What to Do if You Did Not File a Tax Return
It happens to everyone at some point – family emergencies, hectic schedules, or just procrastination. Any of these reasons can result in not filing a tax return on time. For those that find themselves in this position, there are options on what to do next to resolve the situation.
First off, file as soon as possible. Late return penalties start accruing, and the less the better. For those that are owed money, then why wait any longer to claim it? A tax return filed up to three years after the tax filing date can still be eligible for the refund owed.
If there is a reasonable cause as to why a taxpayer did not file, for example family emergencies or natural disasters, the late fee could be waved. These people should fill out form 4868 to explain the situation in order to get an extension.
In the situation where a taxpayer is unable to pay the taxes due, it is still in their best interest to file a tax return. This will help the taxpayer avoid any penalties for a late return. There will be late fees for paying later, but it is best not to compound the situation with more penalties. Also, it may be worthwhile to pay any debt to the IRS with a loan or a credit card if the credit will be short-term or if the interest is less overall. With certain credit cards giving points or cash back, this may be the way to go for some taxpayers.
For those that need help with payment plans, the Fresh Start Initiative is a program created by the IRS to help out taxpayers in need. Taxpayers that owe up to $50,000 have the option of stretching out their payments for up to six years. However, interest does accrue during this time period. This initiative also includes the Offer in Compromise program. This allows the taxpayer and the IRS to come to a financial agreement with a total amount due that is less than what the taxpayer owes. However, the IRS will only agree to this program if they believe the taxpayer has legitimate financial need. The IRS examines the income and assets of the taxpayer to determine if they qualify for this particular program.

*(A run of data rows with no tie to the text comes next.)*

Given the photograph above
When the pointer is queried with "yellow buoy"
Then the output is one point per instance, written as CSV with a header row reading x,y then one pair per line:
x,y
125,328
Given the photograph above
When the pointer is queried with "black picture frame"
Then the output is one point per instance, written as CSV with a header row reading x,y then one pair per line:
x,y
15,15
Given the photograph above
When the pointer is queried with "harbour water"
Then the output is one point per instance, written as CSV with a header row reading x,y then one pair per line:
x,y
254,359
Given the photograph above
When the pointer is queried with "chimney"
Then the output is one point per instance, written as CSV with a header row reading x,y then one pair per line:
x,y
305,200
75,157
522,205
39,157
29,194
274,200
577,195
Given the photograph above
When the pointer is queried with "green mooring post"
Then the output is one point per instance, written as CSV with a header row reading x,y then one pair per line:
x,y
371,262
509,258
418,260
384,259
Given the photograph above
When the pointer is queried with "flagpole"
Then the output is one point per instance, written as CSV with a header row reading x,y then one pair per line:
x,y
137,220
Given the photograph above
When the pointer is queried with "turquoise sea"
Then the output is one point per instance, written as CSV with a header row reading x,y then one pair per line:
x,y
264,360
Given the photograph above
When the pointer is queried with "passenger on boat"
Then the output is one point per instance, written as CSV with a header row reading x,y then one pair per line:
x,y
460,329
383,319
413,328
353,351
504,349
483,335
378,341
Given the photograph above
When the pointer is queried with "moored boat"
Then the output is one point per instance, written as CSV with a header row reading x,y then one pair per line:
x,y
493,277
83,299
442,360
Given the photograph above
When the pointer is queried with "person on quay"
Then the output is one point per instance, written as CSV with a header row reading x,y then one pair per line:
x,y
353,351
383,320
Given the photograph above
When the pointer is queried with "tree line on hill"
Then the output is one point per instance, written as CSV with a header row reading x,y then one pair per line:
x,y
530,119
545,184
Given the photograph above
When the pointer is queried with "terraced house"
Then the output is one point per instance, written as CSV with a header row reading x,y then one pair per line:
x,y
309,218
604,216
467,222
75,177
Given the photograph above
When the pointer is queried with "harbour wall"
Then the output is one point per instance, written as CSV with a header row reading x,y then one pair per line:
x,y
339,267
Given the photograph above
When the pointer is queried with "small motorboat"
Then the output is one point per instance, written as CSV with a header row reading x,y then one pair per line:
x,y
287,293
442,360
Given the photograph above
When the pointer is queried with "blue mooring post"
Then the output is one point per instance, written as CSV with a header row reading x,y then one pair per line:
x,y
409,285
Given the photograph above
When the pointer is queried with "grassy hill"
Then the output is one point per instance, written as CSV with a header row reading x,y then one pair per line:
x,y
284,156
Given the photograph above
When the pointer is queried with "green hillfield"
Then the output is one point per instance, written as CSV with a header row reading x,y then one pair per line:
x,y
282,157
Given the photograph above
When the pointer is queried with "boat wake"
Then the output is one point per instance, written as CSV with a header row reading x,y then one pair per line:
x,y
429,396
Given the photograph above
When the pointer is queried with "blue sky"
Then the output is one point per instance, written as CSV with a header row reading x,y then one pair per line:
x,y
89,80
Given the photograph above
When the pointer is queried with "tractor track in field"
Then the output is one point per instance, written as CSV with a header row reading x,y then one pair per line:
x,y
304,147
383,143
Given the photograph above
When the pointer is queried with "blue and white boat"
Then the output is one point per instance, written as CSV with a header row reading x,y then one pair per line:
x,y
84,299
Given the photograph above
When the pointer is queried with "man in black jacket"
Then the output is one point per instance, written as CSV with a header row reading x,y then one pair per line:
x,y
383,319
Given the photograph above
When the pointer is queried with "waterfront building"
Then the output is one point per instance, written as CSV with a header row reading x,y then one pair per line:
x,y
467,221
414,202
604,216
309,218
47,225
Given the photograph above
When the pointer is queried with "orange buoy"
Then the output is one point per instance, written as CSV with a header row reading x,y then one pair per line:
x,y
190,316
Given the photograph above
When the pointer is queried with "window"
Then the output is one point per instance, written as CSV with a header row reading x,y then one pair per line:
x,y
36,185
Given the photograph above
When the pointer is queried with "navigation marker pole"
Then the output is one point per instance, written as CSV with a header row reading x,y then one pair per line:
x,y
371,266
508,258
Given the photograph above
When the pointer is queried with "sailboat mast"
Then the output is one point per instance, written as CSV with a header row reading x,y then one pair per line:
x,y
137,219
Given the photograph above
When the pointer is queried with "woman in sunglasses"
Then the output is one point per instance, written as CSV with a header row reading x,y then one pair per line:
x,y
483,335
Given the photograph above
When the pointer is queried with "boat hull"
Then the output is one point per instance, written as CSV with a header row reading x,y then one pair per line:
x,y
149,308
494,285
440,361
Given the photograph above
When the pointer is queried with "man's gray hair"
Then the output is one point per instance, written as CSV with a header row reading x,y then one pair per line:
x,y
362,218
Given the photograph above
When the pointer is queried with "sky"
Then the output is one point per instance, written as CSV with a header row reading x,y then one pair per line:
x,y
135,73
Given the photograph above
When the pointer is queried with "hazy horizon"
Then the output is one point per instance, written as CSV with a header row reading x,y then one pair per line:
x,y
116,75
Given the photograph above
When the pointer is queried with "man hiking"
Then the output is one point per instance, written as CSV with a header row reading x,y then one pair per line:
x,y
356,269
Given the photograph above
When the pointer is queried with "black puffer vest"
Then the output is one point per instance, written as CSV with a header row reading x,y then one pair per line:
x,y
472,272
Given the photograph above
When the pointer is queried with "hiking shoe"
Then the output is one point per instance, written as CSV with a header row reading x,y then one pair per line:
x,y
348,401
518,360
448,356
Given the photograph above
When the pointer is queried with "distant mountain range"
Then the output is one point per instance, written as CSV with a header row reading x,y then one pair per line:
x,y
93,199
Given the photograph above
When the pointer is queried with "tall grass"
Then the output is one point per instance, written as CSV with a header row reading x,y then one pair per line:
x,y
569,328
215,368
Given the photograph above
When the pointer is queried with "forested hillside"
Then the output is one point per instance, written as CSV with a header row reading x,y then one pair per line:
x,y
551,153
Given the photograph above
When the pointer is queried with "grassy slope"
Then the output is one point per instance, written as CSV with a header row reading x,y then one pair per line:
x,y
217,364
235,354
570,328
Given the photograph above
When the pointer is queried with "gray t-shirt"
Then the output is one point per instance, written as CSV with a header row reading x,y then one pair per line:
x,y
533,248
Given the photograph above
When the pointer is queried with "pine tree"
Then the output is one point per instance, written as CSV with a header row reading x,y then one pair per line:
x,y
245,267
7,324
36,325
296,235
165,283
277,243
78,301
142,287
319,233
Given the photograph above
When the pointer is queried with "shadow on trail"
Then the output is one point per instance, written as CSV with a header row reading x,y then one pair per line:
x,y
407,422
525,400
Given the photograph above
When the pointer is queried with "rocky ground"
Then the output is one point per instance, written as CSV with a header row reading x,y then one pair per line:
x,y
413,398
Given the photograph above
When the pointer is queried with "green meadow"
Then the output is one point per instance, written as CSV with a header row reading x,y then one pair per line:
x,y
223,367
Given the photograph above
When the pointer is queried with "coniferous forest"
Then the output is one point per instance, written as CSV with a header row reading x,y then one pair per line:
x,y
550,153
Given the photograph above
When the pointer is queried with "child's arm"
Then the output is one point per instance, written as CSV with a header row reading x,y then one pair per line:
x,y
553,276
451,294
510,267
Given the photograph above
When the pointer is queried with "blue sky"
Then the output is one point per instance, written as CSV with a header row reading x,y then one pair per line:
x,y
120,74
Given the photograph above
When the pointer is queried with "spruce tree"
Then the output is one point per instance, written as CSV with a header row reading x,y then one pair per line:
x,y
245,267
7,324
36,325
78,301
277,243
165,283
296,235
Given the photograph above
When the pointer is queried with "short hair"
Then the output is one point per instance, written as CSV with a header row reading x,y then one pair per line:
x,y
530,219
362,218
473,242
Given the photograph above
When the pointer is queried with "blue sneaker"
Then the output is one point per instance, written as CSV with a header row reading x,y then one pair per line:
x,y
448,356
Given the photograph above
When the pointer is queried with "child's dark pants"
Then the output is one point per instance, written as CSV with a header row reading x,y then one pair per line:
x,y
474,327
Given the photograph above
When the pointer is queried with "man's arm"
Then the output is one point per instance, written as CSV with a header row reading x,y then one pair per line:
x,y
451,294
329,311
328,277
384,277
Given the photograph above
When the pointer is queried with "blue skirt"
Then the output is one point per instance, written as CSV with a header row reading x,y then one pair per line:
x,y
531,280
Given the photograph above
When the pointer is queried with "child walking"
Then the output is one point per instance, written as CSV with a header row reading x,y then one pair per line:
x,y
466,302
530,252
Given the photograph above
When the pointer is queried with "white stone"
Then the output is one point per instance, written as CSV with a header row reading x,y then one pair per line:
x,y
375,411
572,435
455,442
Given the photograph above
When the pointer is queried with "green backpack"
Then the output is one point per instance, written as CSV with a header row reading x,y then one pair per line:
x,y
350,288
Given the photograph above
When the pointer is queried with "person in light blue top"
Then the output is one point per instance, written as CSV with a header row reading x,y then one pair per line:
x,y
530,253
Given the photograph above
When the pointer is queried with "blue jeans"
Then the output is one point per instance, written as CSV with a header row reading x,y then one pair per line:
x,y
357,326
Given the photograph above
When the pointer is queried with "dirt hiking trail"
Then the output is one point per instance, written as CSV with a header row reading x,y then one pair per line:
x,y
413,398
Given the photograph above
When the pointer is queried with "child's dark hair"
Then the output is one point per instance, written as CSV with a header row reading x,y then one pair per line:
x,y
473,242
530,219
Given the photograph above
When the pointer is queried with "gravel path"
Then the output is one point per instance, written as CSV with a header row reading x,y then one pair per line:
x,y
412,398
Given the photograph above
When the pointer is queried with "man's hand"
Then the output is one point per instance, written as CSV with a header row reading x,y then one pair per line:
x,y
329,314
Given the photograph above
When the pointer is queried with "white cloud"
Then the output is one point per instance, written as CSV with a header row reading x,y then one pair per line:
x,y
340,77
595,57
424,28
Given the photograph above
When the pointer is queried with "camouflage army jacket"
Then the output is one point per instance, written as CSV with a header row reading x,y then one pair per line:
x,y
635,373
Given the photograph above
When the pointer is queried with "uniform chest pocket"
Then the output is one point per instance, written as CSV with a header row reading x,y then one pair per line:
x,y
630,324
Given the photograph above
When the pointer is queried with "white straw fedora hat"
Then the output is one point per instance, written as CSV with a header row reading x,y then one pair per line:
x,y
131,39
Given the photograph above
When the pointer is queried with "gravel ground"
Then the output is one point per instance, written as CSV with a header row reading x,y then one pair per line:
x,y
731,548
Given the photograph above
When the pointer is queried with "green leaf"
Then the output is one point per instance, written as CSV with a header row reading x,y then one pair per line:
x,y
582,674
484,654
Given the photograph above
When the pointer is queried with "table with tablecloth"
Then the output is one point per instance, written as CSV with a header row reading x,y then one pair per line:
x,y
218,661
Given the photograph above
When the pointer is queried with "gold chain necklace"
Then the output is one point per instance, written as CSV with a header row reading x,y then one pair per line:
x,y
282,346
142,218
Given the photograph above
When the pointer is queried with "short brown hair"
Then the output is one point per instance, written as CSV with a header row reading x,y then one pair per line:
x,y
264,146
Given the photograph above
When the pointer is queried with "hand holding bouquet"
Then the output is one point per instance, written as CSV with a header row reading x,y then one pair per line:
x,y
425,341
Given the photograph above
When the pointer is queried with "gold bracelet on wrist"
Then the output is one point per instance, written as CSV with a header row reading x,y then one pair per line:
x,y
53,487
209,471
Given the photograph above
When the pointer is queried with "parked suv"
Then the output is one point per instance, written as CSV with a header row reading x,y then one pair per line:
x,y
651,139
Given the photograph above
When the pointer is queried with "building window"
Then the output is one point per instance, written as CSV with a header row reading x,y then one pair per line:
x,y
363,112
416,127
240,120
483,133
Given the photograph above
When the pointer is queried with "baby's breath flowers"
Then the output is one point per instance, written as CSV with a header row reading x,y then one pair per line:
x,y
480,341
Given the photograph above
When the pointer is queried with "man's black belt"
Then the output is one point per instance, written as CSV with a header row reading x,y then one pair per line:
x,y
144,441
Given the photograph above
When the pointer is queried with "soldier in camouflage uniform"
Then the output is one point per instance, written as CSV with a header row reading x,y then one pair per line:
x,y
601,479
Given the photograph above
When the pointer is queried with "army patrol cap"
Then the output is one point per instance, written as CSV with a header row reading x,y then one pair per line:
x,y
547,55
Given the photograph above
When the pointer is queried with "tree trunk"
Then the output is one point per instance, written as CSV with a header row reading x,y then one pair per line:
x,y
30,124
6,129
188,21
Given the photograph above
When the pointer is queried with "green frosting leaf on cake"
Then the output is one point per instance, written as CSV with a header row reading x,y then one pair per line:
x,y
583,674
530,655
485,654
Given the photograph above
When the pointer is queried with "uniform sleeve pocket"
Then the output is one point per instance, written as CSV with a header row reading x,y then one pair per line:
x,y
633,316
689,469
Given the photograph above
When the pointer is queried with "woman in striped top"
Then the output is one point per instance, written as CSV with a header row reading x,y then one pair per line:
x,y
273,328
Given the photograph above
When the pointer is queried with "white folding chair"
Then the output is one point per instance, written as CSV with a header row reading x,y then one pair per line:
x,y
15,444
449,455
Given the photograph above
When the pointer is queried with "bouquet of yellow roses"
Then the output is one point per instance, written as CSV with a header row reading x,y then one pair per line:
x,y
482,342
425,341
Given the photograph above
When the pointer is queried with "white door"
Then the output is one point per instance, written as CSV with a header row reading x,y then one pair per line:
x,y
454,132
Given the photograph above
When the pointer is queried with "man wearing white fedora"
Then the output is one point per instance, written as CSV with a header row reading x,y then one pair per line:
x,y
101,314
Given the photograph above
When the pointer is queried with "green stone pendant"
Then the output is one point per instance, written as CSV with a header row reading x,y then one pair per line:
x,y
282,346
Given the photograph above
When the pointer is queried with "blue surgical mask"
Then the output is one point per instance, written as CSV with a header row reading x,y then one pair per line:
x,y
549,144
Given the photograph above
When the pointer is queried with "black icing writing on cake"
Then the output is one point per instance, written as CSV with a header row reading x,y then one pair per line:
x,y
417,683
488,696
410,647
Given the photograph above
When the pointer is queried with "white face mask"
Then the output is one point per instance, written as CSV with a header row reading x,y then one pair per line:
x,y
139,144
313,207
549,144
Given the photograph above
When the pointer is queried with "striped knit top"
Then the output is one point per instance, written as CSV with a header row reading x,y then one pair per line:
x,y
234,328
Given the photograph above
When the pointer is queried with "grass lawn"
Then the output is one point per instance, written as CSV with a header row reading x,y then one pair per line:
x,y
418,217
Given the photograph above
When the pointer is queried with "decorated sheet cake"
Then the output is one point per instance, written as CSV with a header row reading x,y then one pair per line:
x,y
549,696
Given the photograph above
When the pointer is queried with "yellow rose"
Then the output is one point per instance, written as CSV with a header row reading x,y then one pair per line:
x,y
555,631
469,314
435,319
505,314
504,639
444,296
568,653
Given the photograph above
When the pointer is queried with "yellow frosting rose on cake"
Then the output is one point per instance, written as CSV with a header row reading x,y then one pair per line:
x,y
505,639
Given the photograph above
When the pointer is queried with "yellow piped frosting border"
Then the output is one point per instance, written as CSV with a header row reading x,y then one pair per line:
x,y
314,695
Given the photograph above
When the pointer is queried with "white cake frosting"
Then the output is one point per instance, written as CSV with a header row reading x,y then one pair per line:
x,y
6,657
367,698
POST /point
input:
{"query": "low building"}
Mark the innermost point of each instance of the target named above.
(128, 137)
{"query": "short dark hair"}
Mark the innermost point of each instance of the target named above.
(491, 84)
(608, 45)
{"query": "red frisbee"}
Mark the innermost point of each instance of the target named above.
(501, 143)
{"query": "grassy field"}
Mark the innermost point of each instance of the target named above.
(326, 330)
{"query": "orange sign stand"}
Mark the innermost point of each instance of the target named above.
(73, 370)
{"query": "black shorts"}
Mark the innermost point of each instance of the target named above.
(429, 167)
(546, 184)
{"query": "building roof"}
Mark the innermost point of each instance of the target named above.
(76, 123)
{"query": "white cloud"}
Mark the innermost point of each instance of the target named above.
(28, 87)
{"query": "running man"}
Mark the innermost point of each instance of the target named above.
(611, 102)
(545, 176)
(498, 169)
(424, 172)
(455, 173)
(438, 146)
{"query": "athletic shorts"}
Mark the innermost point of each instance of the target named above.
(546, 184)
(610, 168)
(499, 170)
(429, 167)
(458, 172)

Prevent this from happening again. The best solution is to prevent the problem: file for an extension before the deadline. This will provide an extra six months to get the return in and will avoid penalties and fees for a late return.
To sum it up, for those owed a refund by the IRS, file as quickly as possible. On the other hand, taxpayers owing money to the IRS should get their taxes done as quickly as possible, but then wait until the due date to file. Why give the IRS money before it is required? This will give taxpayers access to their money for as long as possible, while knowing that their taxes are ready to turn in when needed. While the IRS may be intimidating, they are willing to work with individuals that are willing to work with them.